Howell, along with the Jack O'Connor, the Browns player-manager, was involved in the scandal surrounding efforts to help Cleveland's Nap Lajoie win the batting title and the associated 1910 Chalmers Award over Ty Cobb in the last two games of the season, a doubleheader at Sportsman's Park. Cobb was leading Lajoie .385 to .376 in the batting race going into that last day. O'Connor ordered rookie third baseman Red Corriden to station himself in shallow left field to allow what otherwise would be routine infield ground outs to be base hits. Lajoie bunted five straight times down the third base line and made it to first easily. On his last at-bat, Lajoie reached base on a fielding error, officially giving him a hitless at-bat and lowering his average. O'Connor and Howell tried to bribe the official scorer, a woman, to change the call to a hit, offering to buy her a new wardrobe. Cobb won the batting title by less than one point over Lajoie, .385069 to .384095. The resulting outcry triggered an investigation by American League president Ban Johnson, who declared Cobb the rightful winner of the batting title (though Chalmers awarded cars to both players).
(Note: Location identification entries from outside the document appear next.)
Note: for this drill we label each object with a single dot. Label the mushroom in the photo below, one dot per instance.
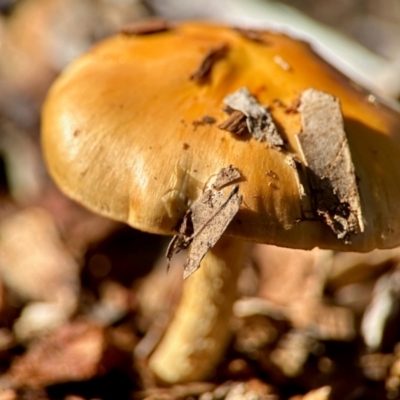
(133, 131)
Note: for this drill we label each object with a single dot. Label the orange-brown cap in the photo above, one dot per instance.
(132, 131)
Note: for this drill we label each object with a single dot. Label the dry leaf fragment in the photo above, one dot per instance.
(146, 27)
(211, 57)
(206, 220)
(327, 155)
(259, 120)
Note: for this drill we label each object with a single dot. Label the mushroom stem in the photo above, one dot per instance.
(200, 331)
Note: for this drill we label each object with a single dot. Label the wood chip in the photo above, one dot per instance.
(203, 71)
(259, 120)
(236, 124)
(326, 152)
(206, 220)
(146, 27)
(205, 120)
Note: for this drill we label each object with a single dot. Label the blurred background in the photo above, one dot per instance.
(318, 324)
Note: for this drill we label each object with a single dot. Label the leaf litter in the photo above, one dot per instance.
(206, 220)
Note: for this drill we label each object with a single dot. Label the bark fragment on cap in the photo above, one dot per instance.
(331, 172)
(206, 220)
(258, 119)
(146, 27)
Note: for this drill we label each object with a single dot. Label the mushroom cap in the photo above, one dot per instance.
(125, 132)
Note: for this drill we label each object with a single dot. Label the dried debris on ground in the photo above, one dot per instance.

At his insistence, Browns' owner Robert Hedges fired both O'Connor and Howell, and released them as players; both men were informally banned from baseball for life.

In 1981, however, research revealed that one game was counted twice for Cobb when he went 2-for-3. As a result, his 1910 batting statistics should have been shown as 194-for-506 and .383399, less than .0007 behind Lajoie at 227-for-591.